NYSE Made Easy
This lesson printed from:
Posted May 31, 2002
Author: Matthew Wolfe
Posted: May 31, 2002
Updated: June 1, 2009
This lesson will help students to understand the terms that are associated with the New York Stock Exchange. It will also help students to read a stock market report found in any major newspaper or online.
- Gain knowledge of the terms associated with the stock market.
- Read and understand an internet stock display.
- Apply their knowledge of stock terms by making decisions completing a stock project.
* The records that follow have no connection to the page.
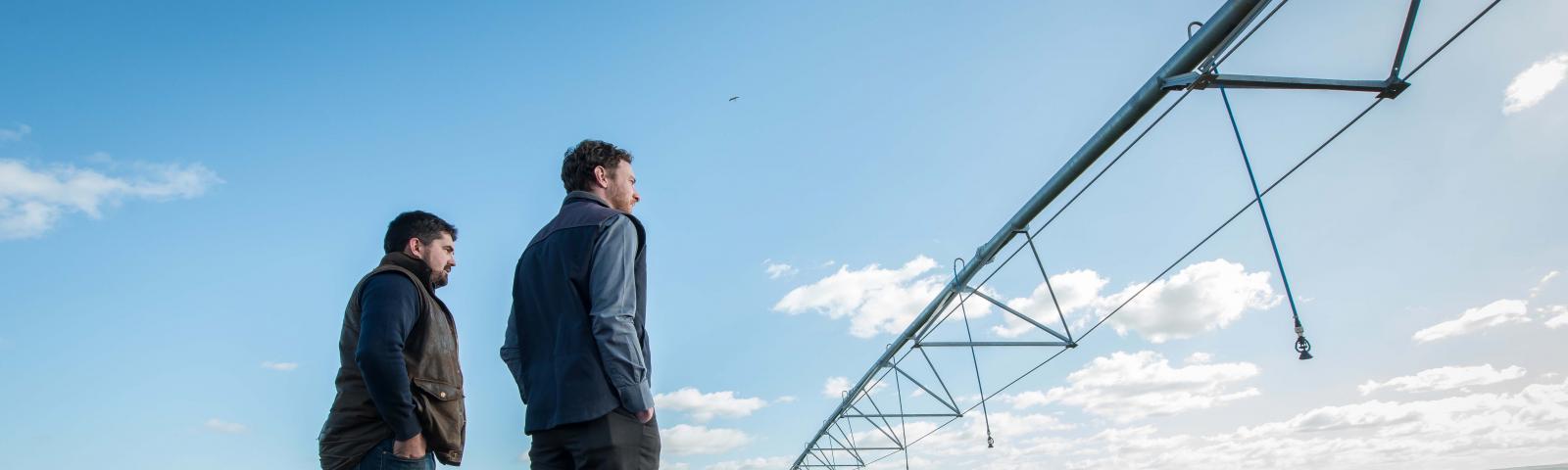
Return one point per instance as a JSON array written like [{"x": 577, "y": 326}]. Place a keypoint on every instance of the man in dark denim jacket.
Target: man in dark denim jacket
[{"x": 577, "y": 341}]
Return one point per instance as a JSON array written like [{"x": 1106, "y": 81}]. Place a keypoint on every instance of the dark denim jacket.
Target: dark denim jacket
[{"x": 577, "y": 341}]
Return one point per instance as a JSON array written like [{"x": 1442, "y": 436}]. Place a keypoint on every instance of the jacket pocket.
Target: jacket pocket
[{"x": 441, "y": 417}]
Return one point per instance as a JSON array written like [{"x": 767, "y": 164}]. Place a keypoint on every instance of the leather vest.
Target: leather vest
[{"x": 353, "y": 427}]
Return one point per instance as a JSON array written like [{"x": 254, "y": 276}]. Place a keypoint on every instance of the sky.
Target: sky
[{"x": 188, "y": 192}]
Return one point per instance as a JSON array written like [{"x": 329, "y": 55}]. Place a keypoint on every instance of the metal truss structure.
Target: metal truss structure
[{"x": 906, "y": 362}]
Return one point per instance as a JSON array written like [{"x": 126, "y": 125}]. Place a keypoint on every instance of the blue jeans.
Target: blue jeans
[{"x": 381, "y": 458}]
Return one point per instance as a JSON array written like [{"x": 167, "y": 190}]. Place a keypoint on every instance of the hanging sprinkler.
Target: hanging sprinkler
[{"x": 1301, "y": 345}]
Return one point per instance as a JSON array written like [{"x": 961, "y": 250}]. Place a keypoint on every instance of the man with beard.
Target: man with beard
[
  {"x": 399, "y": 384},
  {"x": 577, "y": 341}
]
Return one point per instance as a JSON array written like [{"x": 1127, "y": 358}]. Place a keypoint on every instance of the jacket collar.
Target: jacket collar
[
  {"x": 412, "y": 263},
  {"x": 584, "y": 196}
]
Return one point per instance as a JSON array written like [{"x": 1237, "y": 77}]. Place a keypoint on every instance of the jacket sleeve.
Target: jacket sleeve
[
  {"x": 388, "y": 310},
  {"x": 612, "y": 286},
  {"x": 512, "y": 352}
]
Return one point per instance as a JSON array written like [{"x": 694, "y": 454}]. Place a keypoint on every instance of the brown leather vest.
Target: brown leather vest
[{"x": 353, "y": 427}]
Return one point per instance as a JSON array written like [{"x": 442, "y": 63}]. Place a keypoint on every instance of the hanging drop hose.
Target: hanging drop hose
[
  {"x": 1301, "y": 345},
  {"x": 990, "y": 443}
]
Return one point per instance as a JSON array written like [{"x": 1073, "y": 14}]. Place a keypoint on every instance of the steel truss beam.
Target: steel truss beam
[{"x": 1194, "y": 67}]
The stock markets have been headline news items recently, as a record-high share values have been hit hard by a cyclical downturn in business activity and by specific adverse influences including the bursting of the dot com bubble, the events of September 11, and the business accounting issues highlighted by the Enron bankruptcy case. When we read about businesses filing for bankruptcy or people having lost their retirement funds, we may think it is an appropriate time to question why anybody invests in the stock market. Historically, the stock market has been a symbol of the economic strength of the U.S. economy. The largest stock exchange in the U.S. is the New York Stock Exchange or NYSE. More than 2,500 companies list their stock on the NYSE. Generally people invest in stocks in order to provide for their retirement; however, some people try to "get rich quick" through the market. In order to invest wisely in the stock market it is essential to do background research and to follow certain investment practices. A basic starting point has to do with understanding the language of the markets.
- The students will need to download this Worksheet.
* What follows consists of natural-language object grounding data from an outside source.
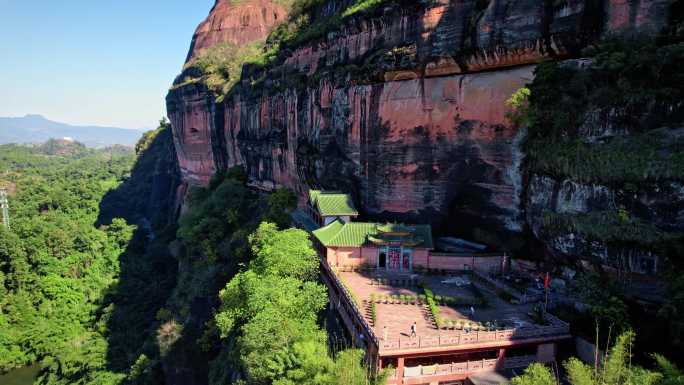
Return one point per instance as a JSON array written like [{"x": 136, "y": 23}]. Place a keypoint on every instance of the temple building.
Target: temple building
[
  {"x": 387, "y": 247},
  {"x": 427, "y": 317},
  {"x": 326, "y": 207}
]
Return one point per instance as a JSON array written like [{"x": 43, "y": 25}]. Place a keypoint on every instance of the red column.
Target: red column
[
  {"x": 400, "y": 370},
  {"x": 501, "y": 358}
]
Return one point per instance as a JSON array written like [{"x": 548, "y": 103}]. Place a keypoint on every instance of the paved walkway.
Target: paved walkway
[{"x": 398, "y": 318}]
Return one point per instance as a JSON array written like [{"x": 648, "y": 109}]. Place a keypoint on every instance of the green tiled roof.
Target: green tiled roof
[
  {"x": 357, "y": 234},
  {"x": 330, "y": 204}
]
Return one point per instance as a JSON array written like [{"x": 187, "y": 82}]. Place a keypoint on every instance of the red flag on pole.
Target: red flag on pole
[{"x": 547, "y": 281}]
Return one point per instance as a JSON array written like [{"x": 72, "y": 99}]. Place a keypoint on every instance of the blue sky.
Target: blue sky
[{"x": 103, "y": 62}]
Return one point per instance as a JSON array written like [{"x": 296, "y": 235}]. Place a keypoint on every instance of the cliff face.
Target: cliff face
[
  {"x": 404, "y": 109},
  {"x": 236, "y": 22}
]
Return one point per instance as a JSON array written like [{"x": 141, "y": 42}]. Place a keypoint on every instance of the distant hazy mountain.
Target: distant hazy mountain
[{"x": 37, "y": 129}]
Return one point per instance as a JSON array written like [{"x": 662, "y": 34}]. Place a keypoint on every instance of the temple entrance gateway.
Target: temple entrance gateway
[
  {"x": 395, "y": 258},
  {"x": 382, "y": 260}
]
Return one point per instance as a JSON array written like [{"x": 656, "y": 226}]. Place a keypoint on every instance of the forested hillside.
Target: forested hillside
[{"x": 55, "y": 265}]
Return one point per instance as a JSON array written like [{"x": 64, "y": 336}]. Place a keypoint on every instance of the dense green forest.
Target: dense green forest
[
  {"x": 80, "y": 284},
  {"x": 55, "y": 265},
  {"x": 102, "y": 285}
]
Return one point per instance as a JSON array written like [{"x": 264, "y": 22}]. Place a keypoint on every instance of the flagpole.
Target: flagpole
[{"x": 547, "y": 283}]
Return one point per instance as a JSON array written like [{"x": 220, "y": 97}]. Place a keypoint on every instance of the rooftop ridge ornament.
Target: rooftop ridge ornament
[{"x": 4, "y": 205}]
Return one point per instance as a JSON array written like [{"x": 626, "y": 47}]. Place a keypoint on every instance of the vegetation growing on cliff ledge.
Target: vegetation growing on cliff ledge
[
  {"x": 221, "y": 67},
  {"x": 578, "y": 116}
]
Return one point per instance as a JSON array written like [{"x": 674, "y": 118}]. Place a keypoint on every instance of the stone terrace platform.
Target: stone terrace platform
[{"x": 512, "y": 321}]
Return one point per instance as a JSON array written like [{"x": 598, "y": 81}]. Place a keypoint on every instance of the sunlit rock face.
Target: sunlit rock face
[
  {"x": 192, "y": 112},
  {"x": 403, "y": 148},
  {"x": 405, "y": 110},
  {"x": 237, "y": 22},
  {"x": 191, "y": 109}
]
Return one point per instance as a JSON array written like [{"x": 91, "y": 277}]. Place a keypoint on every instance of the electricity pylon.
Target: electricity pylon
[{"x": 4, "y": 205}]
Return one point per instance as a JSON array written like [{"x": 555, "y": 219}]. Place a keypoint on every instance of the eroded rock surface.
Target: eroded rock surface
[
  {"x": 237, "y": 22},
  {"x": 405, "y": 110}
]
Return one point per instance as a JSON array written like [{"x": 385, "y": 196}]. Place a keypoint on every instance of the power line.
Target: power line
[{"x": 4, "y": 205}]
The students will use the following definitions to fill in Part 1 of the worksheet. Roll the mouse over each term on the chart to find its definition.
The students will go to the following link and research stock information to complete Part 2 of the worksheet. Then the students will return to the following websites for ten consecutive days to monitor stocks.
MSN Money Central
A site that provides stock information. To access information about the required stock on the worksheet, the students will have to type the symbol of the stock into the light blue box in the upper right side of the screen labeled "get quote."
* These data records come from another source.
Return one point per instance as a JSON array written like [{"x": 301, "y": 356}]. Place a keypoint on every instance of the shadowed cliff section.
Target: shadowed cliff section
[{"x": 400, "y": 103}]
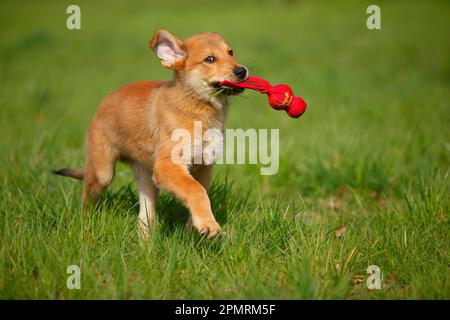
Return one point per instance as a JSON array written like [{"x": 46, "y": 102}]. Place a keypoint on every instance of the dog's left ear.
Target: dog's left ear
[{"x": 169, "y": 49}]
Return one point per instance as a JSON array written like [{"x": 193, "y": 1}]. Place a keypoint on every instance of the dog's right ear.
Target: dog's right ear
[{"x": 169, "y": 49}]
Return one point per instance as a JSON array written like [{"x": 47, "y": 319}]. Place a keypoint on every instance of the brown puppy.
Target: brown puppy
[{"x": 134, "y": 124}]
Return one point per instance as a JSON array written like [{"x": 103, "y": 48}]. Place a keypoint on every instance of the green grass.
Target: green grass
[{"x": 371, "y": 154}]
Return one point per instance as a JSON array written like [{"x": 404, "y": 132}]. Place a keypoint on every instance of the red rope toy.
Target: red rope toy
[{"x": 281, "y": 96}]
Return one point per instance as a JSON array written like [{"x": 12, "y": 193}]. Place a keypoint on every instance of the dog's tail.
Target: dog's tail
[{"x": 73, "y": 173}]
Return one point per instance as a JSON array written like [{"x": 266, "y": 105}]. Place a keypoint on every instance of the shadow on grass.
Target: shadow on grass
[{"x": 171, "y": 214}]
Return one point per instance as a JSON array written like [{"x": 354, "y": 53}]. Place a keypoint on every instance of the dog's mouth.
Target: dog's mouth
[{"x": 226, "y": 90}]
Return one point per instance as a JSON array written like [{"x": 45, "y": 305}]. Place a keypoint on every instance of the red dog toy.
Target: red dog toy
[{"x": 281, "y": 96}]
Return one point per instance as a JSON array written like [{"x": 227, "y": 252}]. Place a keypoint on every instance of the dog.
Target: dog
[{"x": 134, "y": 125}]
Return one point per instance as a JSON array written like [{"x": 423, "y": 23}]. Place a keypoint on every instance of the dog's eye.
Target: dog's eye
[{"x": 210, "y": 59}]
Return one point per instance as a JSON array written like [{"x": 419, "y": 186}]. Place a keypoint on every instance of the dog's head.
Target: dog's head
[{"x": 201, "y": 62}]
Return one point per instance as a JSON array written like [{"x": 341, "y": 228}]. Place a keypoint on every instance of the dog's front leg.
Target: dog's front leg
[{"x": 176, "y": 179}]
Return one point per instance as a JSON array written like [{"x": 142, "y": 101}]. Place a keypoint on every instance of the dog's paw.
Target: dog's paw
[
  {"x": 144, "y": 230},
  {"x": 209, "y": 228}
]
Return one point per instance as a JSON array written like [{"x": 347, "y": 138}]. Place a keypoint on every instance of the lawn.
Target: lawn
[{"x": 363, "y": 177}]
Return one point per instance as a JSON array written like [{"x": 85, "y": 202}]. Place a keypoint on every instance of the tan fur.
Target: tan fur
[{"x": 134, "y": 124}]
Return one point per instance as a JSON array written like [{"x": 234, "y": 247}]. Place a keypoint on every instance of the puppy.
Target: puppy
[{"x": 134, "y": 125}]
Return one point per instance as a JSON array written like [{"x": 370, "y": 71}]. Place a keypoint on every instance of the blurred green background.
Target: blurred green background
[{"x": 373, "y": 144}]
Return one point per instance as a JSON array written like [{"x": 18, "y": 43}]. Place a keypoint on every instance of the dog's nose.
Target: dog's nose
[{"x": 240, "y": 72}]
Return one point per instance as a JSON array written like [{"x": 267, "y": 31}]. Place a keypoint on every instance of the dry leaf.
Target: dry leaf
[
  {"x": 358, "y": 279},
  {"x": 340, "y": 231}
]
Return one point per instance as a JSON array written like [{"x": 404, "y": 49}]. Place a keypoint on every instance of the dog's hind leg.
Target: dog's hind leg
[
  {"x": 99, "y": 170},
  {"x": 148, "y": 195},
  {"x": 202, "y": 174}
]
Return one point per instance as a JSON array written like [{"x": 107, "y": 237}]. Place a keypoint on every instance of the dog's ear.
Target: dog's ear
[{"x": 169, "y": 49}]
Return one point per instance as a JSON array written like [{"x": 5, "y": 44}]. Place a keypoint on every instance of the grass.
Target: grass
[{"x": 363, "y": 179}]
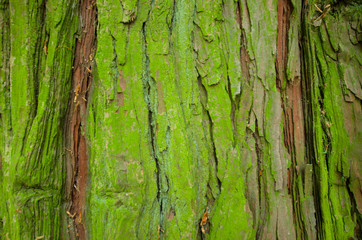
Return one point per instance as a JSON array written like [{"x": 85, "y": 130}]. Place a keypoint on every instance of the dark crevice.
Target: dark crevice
[
  {"x": 306, "y": 85},
  {"x": 149, "y": 91},
  {"x": 77, "y": 153},
  {"x": 211, "y": 195}
]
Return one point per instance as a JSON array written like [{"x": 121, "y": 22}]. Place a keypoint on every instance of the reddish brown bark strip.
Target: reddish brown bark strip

All questions must be answered correctly to return to the lesson.
Based on all of the information you have collected, which stock would you invest in today? Why?
[This would be a good time to talk about investing for the "long haul" and diversification. Enron is a good example of what happens when all your eggs are in one basket. If students were to truly invest they would need more than ten days worth of information. However, if a student was to base his or her investment on this information, things to look for would be a low PE ratio or high yield percentage. Students might want to consider the 52 week hi/lo. If the stock price is close to the 52 week high, they might want to hold off. Students should also consider the dividend. You always want to see your company gain a profit.]
How does a dividend affect a stock's yield?
[A high dividend would indicate that a company is making a profit. When looking at yield percentage you want your closing price and dividend to be as close together as possible. In stocks and bonds, yield may be defined as the amount of money returned, in the form of dividends, to investors on their investments. Yield may also be referred to as rate of return which may be defined as the amount of money, in the form of dividends, returned to investors on their investments. Yield is calculated by dividing the dividend by the closing price of the stock. For example, If the dividend was $2.00 per share and the closing price was $3.00 per share, the yield percentage would be 66.6%. On the other hand if the dividend was $2.00 and the closing price was $20.00, the yield would be 10%.]
As an investor, do you want a stock to have a high or low PE ratio?
[It depends. The PE ratio needs to be looked at in relationship to the earnings per share. As a general rule, stocks are fairly priced if the PE ratio and earnings per share are equal. The PE is the relationship between a stock's price and it's overall earnings (dividends, stock price appreciating, etc.). "The PE Ratio is a gauge used to evaluate the price of a stock in terms of the company's bottom-line profit. Profit, of course, is reported as earnings. Earnings provide the fuel for growth. A company's stock price will rise or fall based on the stock's current earnings and, more importantly, the stock's potential for future earnings". The following article called Understanding The Price to Earnings Ratio explains this in detail.]
Understanding the terms associated with the stock market are important to making educated decisions about investment. If students were to truly invest in the stock market, they would need to look at stock performance over a longer period of time. This would help them to get a good look at how the stock has performed over six months, a year, or five years. Once students have an understanding of the stock terms they are ready to move on to the project.
Instruct the students to choose one stock using one of the following web sites that they might wish to invest in.:
- MSN Money Central
- CBS Market Watch
- NASDAQ quotes
- New York Stock Exchange - use the Quick Quote option
Once they've chosen a stock, they must prepare a short paper/presentation explaining why they decided on that stock. The paper/presentation should include the following information:
- The name of the stock and some background on the company. What does it produce? How long has it been around? How many offices does the company have? Is it an International company? Where are the company's offices?
- Details on the stock. What is it currently trading at? What has it done over the past year?
- At least two recent news items. Is the company releasing any new products? Is it merging with anyone else?
- Explain why you would or wouldn't invest in this stock. Use specific data to back up your decision. In your explanation, use terms such as the P/E, news items, historical figures, etc.